While much has been written lately about the SPP and the prospects of it morphing into a North American Union effectively “erasing our borders with Canada and Mexico,” we recommend keeping eyes on the real culprit − NAFTA. While SPP and its regular closed-door meetings is worth monitoring to ensure no new problems are being hatched, there is much to be done now to alter NAFTA, withdraw from it or sunset it altogether as a failed experiment.

Much of what is attributed to the SPP is actually just implementation of existing NAFTA obligations. For instance, a large aspect of what sparks public concern about the SPP is what has been euphemistically dubbed “harmonization.” This pleasant-sounding term refers to the lowering of the three nations’ pesticide safety, environmental, food safety, transportation safety and other policies that protect our health and safety. However, that regulatory race to the bottom has in fact already been fully authorized in the NAFTA text. Dozens of NAFTA technical working groups that predate SPP by a decade are the real driving force behind the SPP’s standards “harmonization” agenda. The vast majority of these working groups are meeting behind closed doors with no consumer or citizen input. With the exception of the Environmental Protection Agency, the U.S. government does not even make minimal information about these working groups publicly available.

That said, the SPP agenda does pose real threats to our neighbors in Canada and Mexico. For instance, the SPP establishes a worrisome energy agenda.

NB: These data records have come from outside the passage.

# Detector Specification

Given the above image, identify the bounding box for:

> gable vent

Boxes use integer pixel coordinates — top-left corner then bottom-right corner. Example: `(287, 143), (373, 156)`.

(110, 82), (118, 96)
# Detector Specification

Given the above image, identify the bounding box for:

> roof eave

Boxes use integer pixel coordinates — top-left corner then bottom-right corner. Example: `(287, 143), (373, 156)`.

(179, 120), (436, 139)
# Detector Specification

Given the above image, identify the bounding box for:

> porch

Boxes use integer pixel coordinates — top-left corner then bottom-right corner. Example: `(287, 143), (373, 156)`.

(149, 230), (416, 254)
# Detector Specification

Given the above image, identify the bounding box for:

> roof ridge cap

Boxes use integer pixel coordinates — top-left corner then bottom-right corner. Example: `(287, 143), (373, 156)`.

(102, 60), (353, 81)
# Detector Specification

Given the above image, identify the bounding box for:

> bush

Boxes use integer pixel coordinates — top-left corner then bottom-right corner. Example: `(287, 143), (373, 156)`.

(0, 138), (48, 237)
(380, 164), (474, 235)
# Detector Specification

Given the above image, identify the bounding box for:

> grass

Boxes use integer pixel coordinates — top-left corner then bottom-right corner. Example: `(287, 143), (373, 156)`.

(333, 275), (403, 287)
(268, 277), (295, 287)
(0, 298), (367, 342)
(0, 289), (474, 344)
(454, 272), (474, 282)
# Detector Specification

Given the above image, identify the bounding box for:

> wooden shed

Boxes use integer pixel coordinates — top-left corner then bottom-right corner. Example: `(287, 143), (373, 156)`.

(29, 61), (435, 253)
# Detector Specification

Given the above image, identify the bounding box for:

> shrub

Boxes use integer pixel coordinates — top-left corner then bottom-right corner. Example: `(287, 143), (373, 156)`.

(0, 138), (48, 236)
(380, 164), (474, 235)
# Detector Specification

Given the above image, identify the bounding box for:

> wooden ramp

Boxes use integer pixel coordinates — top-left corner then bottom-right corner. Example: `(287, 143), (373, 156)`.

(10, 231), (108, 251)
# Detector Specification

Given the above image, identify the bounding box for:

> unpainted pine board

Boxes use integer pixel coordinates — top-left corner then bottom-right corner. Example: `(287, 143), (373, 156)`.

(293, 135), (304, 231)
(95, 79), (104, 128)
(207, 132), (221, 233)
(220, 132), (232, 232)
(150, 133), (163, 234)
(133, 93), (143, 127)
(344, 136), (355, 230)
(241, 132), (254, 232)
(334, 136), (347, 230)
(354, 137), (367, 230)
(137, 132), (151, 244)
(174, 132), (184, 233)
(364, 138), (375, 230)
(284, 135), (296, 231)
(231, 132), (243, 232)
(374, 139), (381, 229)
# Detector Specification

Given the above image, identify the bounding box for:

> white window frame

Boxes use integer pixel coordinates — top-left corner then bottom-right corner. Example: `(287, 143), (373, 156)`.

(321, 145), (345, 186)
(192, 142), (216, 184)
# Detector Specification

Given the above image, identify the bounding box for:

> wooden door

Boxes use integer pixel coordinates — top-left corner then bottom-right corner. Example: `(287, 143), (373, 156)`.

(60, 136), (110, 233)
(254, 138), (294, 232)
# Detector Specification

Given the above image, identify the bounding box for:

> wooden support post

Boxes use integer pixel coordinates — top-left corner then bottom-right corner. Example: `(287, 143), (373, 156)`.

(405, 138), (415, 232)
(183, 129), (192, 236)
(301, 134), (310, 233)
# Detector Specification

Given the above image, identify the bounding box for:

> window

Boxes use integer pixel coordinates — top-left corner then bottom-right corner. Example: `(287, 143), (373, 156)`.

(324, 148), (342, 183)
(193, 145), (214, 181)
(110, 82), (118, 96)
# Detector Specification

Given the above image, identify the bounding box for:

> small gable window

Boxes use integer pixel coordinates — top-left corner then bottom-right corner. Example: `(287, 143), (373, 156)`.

That agenda boils down to Canada and Mexico agreeing to give U.S. oil companies an even tighter grip of both countries’ resources in return for vague assurances that the U.S. won’t shut the border to imports. However, that scheme is actually based on what are called the “proportional sharing” rules of NAFTA’s energy services text.

The ways in which SPP extends beyond NAFTA’s existing mandate is its attempts to set a North American “security” policy that would extend many of the civil liberty roll backs we have experienced at home under the USA Patriot Act to Canada and Mexico.

While we do not think that the SPP will lead to a North American Union, a real issue with SPP is the opportunity it creates for hatching bad plans by bringing together in regular closed-door meetings away from public scrutiny the heads of North America’s largest corporations and three governments, whose agendas have consistently proven to be in conflict with their nations’ public interest.

QUESTION: WHAT IS CONGRESS DOING TO SAVE OUR SOVEREIGNTY?

Answer: Many aspects of our current trade policies from NAFTA trucks to weakened food safety rules put public safety and our national sovereignty at risk. Rather than putting the brakes on the Bush administration’s obsession with the damaging NAFTA model, Congress is now heading towards votes to expand NAFTA to Peru and Panama. And maybe even Colombia and South Korea. Members of Congress need to pay careful attention to these issues when considering expanding what has proven to be such a damaging model.